Feed’s live. Blonde woman, mid-40s, checked in 10 mins ago. Husband and three bodyguards with her. Matches Hart’s profile. Sending stills.

The images loaded—a grainy shot of Evelyn Hart, all polished poise, striding through the club’s lobby taking off oversized sunglasses, her husband at her side, three suits in dark jackets fanned out behind her. I turned the screen to Claire, and her lips moved into a grim, feral smile.

“Let’s go get the bitch,” she said, voice low, lethal, echoing my own thoughts so perfectly I almost laughed.

I didn’t have to say it—she’d beaten me to it. I grabbed my keys off the table, the Bugatti’s fob cold against my palm, and headed for the door, Claire right on my heels. The ops room’s hum faded behind us as we hit the hallway, the weight of what we were doing settling into something sharp and focused.

Outside, the air was thick and humid, as usual. The kind of Charleston weather that clung to your skin. I unlocked the car, sliding into the driver’s seat as Claire climbed in beside me, her satchel dumped on the floor, her posture coiled tight like a spring ready to snap. I gunned the engine, the low growl vibrating through us, and peeled out of Dominion’s gates, tires chewing gravel then asphalt as we hit the road.

“Fifteen minutes,” I said, eyes on the stretch ahead, the city blurring past. “We’ll be there before she’s done with her massage.”

Claire nodded, her hands flexing in her lap. “She’s got bodyguards. Three of them.”

“Yeah,” I said, voice steady. “I’ve got us.”

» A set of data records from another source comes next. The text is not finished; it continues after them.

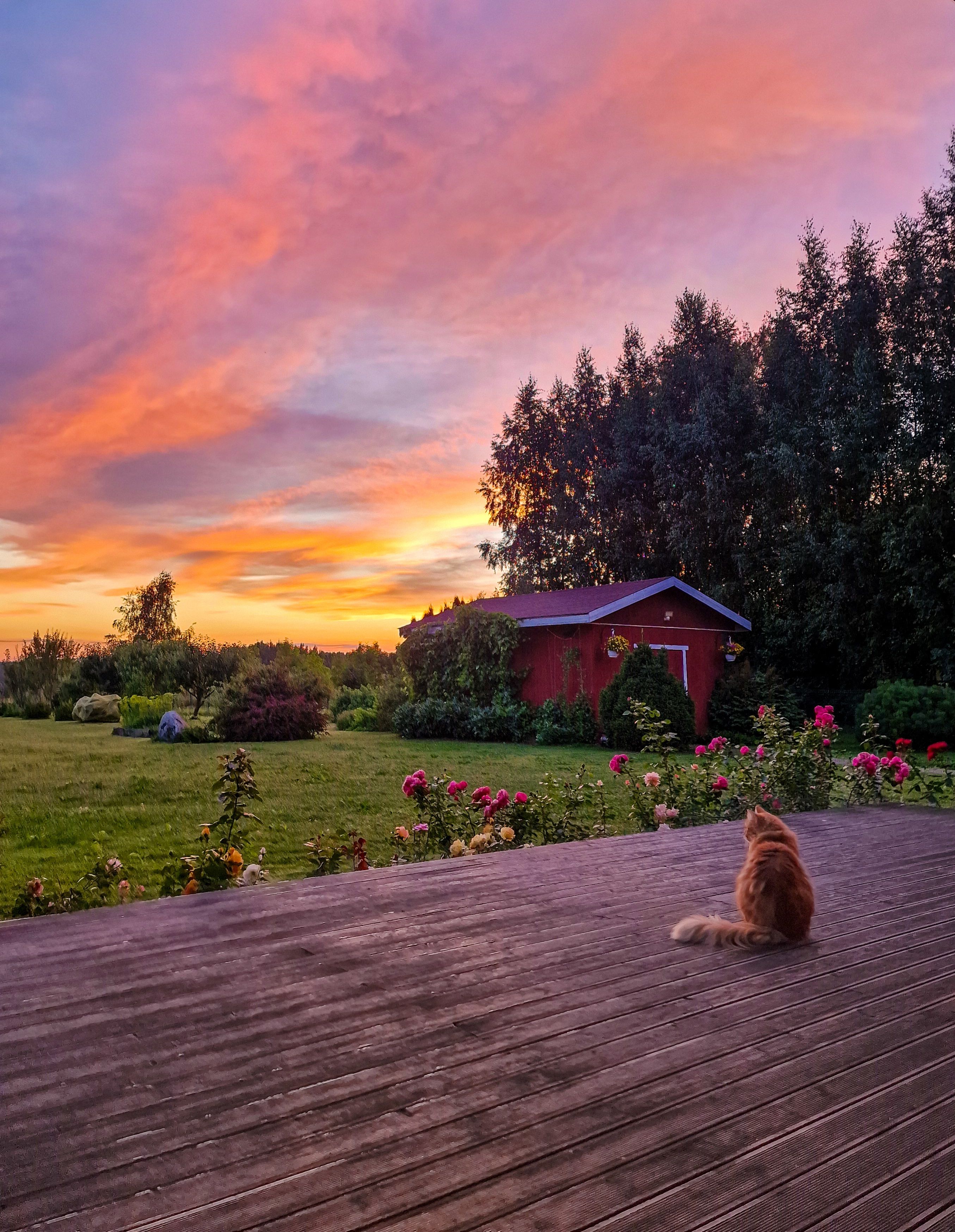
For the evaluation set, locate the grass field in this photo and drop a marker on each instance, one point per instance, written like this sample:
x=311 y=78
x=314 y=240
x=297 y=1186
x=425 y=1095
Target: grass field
x=62 y=785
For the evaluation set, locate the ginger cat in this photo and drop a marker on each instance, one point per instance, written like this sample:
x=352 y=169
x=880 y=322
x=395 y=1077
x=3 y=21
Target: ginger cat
x=773 y=892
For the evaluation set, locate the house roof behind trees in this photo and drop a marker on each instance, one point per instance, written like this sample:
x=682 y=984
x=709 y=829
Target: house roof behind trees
x=580 y=607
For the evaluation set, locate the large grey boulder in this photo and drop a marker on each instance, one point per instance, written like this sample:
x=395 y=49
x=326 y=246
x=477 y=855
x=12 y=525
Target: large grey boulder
x=98 y=709
x=172 y=726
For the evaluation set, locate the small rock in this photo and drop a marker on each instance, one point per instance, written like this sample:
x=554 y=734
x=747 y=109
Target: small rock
x=172 y=726
x=98 y=709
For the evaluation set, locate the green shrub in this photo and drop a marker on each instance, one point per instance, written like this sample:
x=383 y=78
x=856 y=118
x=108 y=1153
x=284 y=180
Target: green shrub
x=922 y=714
x=559 y=724
x=551 y=724
x=94 y=672
x=392 y=693
x=455 y=720
x=739 y=695
x=645 y=677
x=353 y=699
x=34 y=676
x=148 y=669
x=364 y=720
x=469 y=657
x=198 y=733
x=138 y=711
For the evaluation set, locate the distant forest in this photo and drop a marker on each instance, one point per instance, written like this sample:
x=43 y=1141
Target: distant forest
x=801 y=475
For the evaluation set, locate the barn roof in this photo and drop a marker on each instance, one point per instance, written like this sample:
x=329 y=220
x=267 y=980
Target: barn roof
x=580 y=607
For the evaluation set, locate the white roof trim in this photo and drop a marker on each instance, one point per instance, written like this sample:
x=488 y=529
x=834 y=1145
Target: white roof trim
x=627 y=602
x=635 y=598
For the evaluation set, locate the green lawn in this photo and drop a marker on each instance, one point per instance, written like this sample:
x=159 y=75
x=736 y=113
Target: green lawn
x=63 y=784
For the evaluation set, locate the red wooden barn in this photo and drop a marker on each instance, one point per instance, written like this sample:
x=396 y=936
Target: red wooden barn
x=666 y=613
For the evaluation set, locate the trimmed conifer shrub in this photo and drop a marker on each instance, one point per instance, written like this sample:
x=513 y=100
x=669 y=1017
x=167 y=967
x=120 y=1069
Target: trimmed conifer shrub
x=645 y=677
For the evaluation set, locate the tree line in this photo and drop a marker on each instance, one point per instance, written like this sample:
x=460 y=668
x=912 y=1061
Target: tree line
x=800 y=473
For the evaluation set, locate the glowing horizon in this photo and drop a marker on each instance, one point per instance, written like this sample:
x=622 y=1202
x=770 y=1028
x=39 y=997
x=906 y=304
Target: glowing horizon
x=273 y=274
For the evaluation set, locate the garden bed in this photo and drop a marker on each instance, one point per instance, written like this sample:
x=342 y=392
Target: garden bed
x=506 y=1043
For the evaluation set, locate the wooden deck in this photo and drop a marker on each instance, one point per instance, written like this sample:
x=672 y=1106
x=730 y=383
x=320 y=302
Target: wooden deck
x=506 y=1043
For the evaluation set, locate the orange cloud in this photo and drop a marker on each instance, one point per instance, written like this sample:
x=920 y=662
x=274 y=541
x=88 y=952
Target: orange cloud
x=278 y=297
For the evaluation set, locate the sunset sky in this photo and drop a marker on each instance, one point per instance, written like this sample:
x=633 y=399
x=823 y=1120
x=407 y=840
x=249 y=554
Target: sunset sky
x=274 y=269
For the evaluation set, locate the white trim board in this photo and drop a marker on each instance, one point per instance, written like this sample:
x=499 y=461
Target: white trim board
x=664 y=646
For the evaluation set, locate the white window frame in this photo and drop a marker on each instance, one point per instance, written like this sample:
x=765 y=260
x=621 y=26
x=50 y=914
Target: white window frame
x=665 y=646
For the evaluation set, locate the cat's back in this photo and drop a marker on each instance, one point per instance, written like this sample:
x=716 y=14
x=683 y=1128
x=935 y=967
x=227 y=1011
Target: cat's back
x=774 y=874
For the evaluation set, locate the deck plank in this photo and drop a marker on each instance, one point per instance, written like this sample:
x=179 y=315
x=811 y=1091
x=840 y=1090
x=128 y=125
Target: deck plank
x=511 y=1041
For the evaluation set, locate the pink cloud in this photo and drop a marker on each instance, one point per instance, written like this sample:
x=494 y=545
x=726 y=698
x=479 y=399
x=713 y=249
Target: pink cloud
x=379 y=217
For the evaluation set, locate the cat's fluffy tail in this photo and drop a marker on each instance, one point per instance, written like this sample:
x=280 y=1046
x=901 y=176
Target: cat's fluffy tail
x=697 y=929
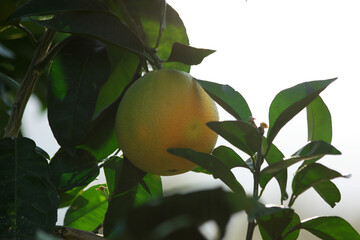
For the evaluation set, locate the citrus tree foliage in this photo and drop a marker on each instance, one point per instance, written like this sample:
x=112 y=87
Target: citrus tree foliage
x=79 y=57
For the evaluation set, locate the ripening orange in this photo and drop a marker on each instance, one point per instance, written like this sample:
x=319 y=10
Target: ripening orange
x=165 y=109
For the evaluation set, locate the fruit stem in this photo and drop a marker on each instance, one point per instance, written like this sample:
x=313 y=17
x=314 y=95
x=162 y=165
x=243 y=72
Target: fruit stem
x=256 y=174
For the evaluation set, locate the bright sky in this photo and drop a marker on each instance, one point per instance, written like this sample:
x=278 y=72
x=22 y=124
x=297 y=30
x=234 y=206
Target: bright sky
x=263 y=47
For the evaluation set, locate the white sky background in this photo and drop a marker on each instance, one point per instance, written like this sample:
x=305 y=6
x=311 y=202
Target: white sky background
x=263 y=47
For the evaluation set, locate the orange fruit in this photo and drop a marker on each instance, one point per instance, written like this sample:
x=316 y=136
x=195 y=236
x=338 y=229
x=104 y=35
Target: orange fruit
x=165 y=109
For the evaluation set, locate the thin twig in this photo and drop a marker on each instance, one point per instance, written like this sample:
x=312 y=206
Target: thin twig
x=72 y=233
x=28 y=84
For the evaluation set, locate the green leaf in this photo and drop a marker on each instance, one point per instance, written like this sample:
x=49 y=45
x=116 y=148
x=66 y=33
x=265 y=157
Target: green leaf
x=275 y=221
x=309 y=176
x=92 y=24
x=329 y=228
x=188 y=55
x=101 y=139
x=75 y=79
x=4 y=118
x=229 y=99
x=71 y=170
x=9 y=81
x=166 y=218
x=28 y=199
x=68 y=197
x=240 y=134
x=123 y=67
x=129 y=187
x=44 y=7
x=290 y=102
x=88 y=210
x=319 y=121
x=229 y=157
x=312 y=150
x=212 y=164
x=328 y=191
x=274 y=156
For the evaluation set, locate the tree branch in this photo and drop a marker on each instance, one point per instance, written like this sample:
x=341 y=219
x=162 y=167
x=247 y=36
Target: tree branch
x=28 y=84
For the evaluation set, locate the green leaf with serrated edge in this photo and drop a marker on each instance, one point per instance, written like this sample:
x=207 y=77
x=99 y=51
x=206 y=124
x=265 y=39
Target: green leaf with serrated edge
x=290 y=102
x=274 y=222
x=212 y=164
x=71 y=170
x=150 y=16
x=101 y=139
x=229 y=99
x=310 y=175
x=129 y=187
x=331 y=227
x=28 y=199
x=312 y=150
x=92 y=24
x=229 y=157
x=188 y=55
x=123 y=67
x=328 y=191
x=273 y=156
x=66 y=198
x=165 y=218
x=88 y=210
x=75 y=79
x=239 y=133
x=319 y=121
x=44 y=7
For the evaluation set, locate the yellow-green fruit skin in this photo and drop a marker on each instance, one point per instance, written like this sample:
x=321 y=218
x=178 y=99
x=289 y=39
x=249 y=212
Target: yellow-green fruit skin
x=165 y=109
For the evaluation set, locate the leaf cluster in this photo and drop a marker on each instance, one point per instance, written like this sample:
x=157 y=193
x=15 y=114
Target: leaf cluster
x=79 y=58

She shot me a look—half challenge, half trust—and I felt it hit me low, a jolt that had nothing to do with the speed I was pushing. I’d lost my shit with Sinclair, let the beast out, but with her beside me, I was locked in again. Cool. Controlled. The surfer vibe was back, but sharper now, edged with something deadly. Hart wasn’t slipping away this time.

++ +

The Daniel Island Club loomed ahead, a sprawl of manicured lawns and low-lit luxury, the kind of place where Charleston’s elite hid behind membership fees and velvet ropes. I swung into the lot, parking out of sight near a service entrance—old habits from darker days. Claire was out before I’d even killed the engine, her steps silent on the pavement, her gray eyes scanning the building like a predator locking onto prey.

I followed, my hand brushing the pistol holstered under my jacket, a reflex more than a plan. “Service door,” I said, nodding toward the side. “Less eyes.”

She didn’t argue, falling into step beside me as we moved, shadows swallowing us. My phone buzzed—my tech guy again.

Hart’s still in the spa. Husband’s at the bar. Guards split—two outside, one inside.

“Perfect,” I muttered, relaying it to Claire. “We’ve got a window.”

Her smile was tight, dangerous. “Then let’s not waste it.”

We slipped through the service door, the buzz of the club’s HVAC masking our steps. The hallway was narrow, lined with staff lockers and carts—backstage for the rich and pampered. I led the way, muscle memory kicking in from years of moving unseen, Claire a silent force at my back.

The spa was close—I could smell the lavender and eucalyptus bullshit wafting through the air. A staffer in a crisp white uniform passed us, barely glancing up from her clipboard, and I kept my pace steady, casual, like we belonged. Claire matched me, her presence electric, her focus razor-sharp .

We hit the spa’s entrance—a frosted glass door, soft music seeping through. I paused, glancing at her. “Ready?”

Her eyes met mine, fierce and unyielding. “Let’s end this.”

I pushed the door open, and we stepped inside, the game shifting from hunt to strike. Hart was in there, oblivious, thinking she’d outrun us. She hadn’t. Not this time.